Otro punto de la educación fue la piedad. Bendecíamos todos los días la mesa; rezábamos el Santo Rosario juntos, ¡tantas veces en trayectos de auto!, muy especialmente ante las necesidades familiares; Misa todos los domingos -si se podía, juntos-, y también algún día entre semana durante las vacaciones; quedarnos un rato, movidos por el ejemplo de mamá, ante el Santísimo expuesto en la Parroquia de Guadalupe; acudir al Ángel Custodio; vivir bien la Cuaresma; ofrecer con alegría a Dios los pequeños sacrificios que la vida nos presenta... Dios es efectivamente el centro de la familia, y se le toma en cuenta todos los días.

Raúl Ruvalcaba y el Prelado del Opus Dei durante la ordenación diaconal.
Quisiera resaltar, por justicia, dos personajes que fueron determinantes en nuestra historia. Primero, san Juan Pablo II. Mis padres son de la generación de protesta y de marxismo del 68, con la desorientación en la que estaba sumergida. Este Papa fue un primer impacto en la vida familiar desde su primera visita a México, en 1979, cuando lo fuimos a ver pasar por una calle en Guadalajara. A partir de entonces, de su mano, año tras año de su pontificado, documento tras documento, hemos vivido con él y nos metió en la Iglesia. Mamá fue espontáneamente a Roma a su funeral, como se va cuando un padre fallece. El otro es San Josemaría... ¿qué podría decir? Desde que mamá comenzó a asistir a medios de formación y pidió la admisión como supernumeraria, hemos vivido esa búsqueda y encuentro con Dios a través de la vida -¡bendita vida!- ordinaria de una familia numerosa, con sus alegrías y sus dificultades. Él nos dio el aire que respiramos.

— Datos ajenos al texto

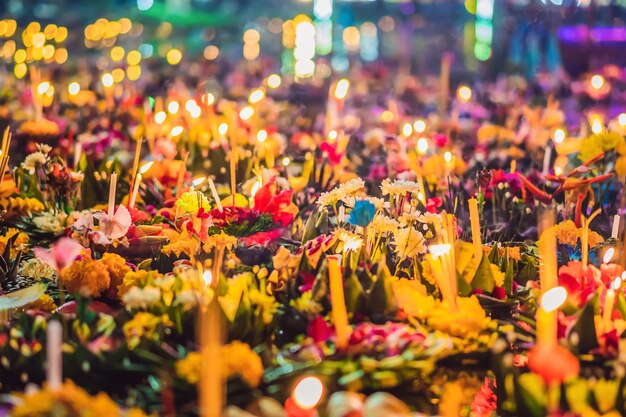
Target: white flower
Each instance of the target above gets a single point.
(409, 242)
(399, 187)
(141, 297)
(50, 222)
(34, 268)
(32, 161)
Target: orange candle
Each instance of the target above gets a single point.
(340, 312)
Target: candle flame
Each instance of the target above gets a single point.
(439, 250)
(308, 392)
(341, 90)
(256, 96)
(617, 282)
(559, 136)
(597, 81)
(608, 255)
(207, 277)
(198, 181)
(553, 299)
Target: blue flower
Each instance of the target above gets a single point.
(362, 213)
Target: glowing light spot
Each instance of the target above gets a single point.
(172, 107)
(422, 146)
(559, 136)
(597, 81)
(174, 56)
(419, 126)
(274, 81)
(256, 96)
(553, 299)
(407, 129)
(341, 90)
(107, 79)
(159, 118)
(176, 131)
(73, 88)
(308, 392)
(608, 255)
(464, 93)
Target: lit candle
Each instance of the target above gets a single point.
(54, 355)
(112, 188)
(133, 197)
(547, 156)
(547, 319)
(615, 230)
(475, 226)
(216, 197)
(609, 303)
(136, 163)
(340, 313)
(211, 384)
(547, 254)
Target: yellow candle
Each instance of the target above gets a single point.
(340, 313)
(475, 226)
(547, 319)
(609, 303)
(211, 384)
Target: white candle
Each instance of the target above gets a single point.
(615, 231)
(133, 196)
(546, 159)
(54, 341)
(112, 187)
(216, 197)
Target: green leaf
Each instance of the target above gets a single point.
(22, 297)
(483, 279)
(532, 393)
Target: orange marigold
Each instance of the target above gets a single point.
(86, 277)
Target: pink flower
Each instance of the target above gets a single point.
(61, 254)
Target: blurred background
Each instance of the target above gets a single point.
(484, 38)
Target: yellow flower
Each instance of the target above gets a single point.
(86, 277)
(20, 241)
(239, 359)
(189, 203)
(411, 297)
(221, 240)
(468, 320)
(132, 279)
(427, 273)
(44, 303)
(188, 368)
(144, 326)
(116, 265)
(183, 243)
(498, 275)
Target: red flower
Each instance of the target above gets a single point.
(263, 238)
(330, 151)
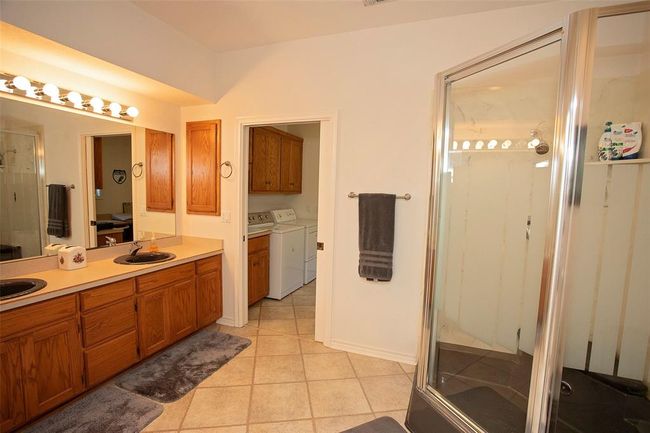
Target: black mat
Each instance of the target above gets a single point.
(108, 410)
(384, 424)
(491, 410)
(168, 376)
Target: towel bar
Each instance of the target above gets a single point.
(406, 196)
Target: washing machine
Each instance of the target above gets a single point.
(288, 216)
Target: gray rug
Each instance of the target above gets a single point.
(384, 424)
(107, 410)
(171, 374)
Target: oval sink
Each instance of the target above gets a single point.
(15, 287)
(144, 258)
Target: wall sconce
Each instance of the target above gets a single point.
(48, 92)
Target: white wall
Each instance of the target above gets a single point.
(306, 203)
(381, 82)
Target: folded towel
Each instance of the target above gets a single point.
(58, 223)
(376, 236)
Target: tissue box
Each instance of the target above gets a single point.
(72, 258)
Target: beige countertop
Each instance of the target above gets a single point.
(104, 271)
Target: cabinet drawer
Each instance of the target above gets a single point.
(258, 244)
(106, 294)
(30, 317)
(210, 264)
(100, 325)
(108, 359)
(164, 277)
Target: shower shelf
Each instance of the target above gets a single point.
(620, 162)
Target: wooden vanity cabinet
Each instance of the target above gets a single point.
(209, 304)
(275, 161)
(40, 349)
(258, 268)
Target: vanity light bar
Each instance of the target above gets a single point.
(48, 92)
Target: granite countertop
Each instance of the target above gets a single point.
(99, 272)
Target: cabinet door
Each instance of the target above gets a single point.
(12, 401)
(159, 149)
(264, 160)
(52, 365)
(182, 309)
(152, 327)
(291, 165)
(203, 159)
(208, 299)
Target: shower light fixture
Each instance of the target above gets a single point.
(48, 92)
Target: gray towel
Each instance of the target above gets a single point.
(376, 236)
(58, 223)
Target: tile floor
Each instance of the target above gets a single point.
(286, 382)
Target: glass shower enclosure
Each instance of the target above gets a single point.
(537, 291)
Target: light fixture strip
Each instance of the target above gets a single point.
(48, 92)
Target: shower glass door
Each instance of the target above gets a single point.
(492, 188)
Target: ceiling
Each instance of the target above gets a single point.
(233, 25)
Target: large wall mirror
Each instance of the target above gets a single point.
(72, 179)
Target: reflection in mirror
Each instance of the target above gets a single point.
(66, 178)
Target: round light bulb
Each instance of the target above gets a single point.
(75, 99)
(115, 109)
(132, 112)
(21, 83)
(97, 104)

¿Qué aficiones tienes y qué te gusta hacer en tu tiempo libre?

Hay 3 cosas que nos gustan mucho a todos los hermanos: el deporte, actividades al aire libre y leer. Mi padre fue buen basquetbolista en su juventud, pero nos orientamos más a la natación. Hoy uno de mis hermanos surfea, otra corre maratones, otra practica la escalada, alguna fue aficionada al triatlón... A mí me gusta un poco de todo. Papá es un enamorado del mar, y mamá de la montaña. Creo que a mí, en general, me caracteriza subir montañas: desde muy pequeño voy a campamentos, y he organizado muchos a lo largo de mi vida. En casa siempre hubo libros: mamá leía un rato después de la comida, y papá los fines de semana. No fue raro que antes de acostarse o por la tarde hubiera alguien leyendo en la casa. De chico fui un “ratón de biblioteca”. Creo que por eso me decidí por la filosofía. ¡Ah! y me apasiona el futbol americano, por tradición familiar: soy un incondicional de Dallas Cowboys desde los 5 años. Disfruto y sufro cada temporada. Uno de los mejores planes era ver los partidos con mis amigos y una buena cerveza.

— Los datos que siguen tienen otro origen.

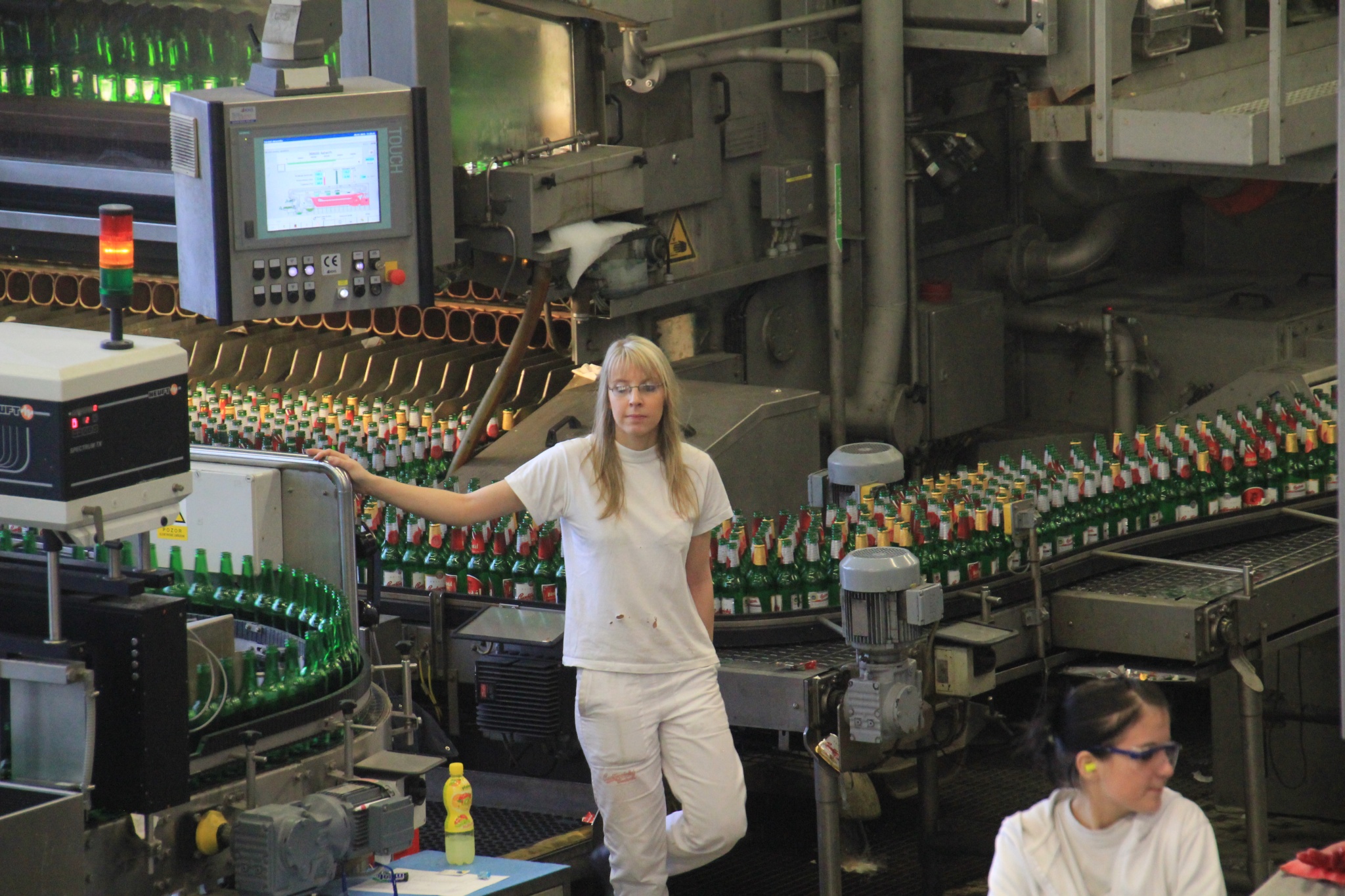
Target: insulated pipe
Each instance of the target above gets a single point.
(1118, 347)
(16, 286)
(1029, 255)
(831, 93)
(433, 323)
(163, 297)
(66, 291)
(1254, 771)
(409, 323)
(885, 296)
(508, 371)
(459, 326)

¿Cómo conociste el Opus Dei?

El Opus Dei es una institución que mi familia conocía de una generación atrás: mi tío abuelo Jorge es sacerdote del Opus Dei y casó a mis padres. Ellos sabían que era algo bueno y que se esforzaban en hacer las cosas bien. Por eso, cuando nos cambiamos a Guadalajara y se buscó colegio, mamá se enteró que hacía poco había empezado una escuela en la ciudad, y allí nos inscribieron.

Un momento especial fue cuando comencé a participar en un Club Juvenil, el Grampin, iniciativa de miembros del Opus Dei para ayudar en el aprovechamiento del tiempo libre de los muchachos. Se convirtió en mi lugar favorito, porque me lo pasaba en grande, especialmente en los campamentos. Pienso que fue un lugar determinante para mi juventud, pues tenía un grupo valioso de amigos en un ambiente sano, lleno de alegría, que me ayudó mucho en la adolescencia, especialmente a través de su ejemplo convincente. Ahí, poco a poco, conocí y viví el espíritu del Opus Dei.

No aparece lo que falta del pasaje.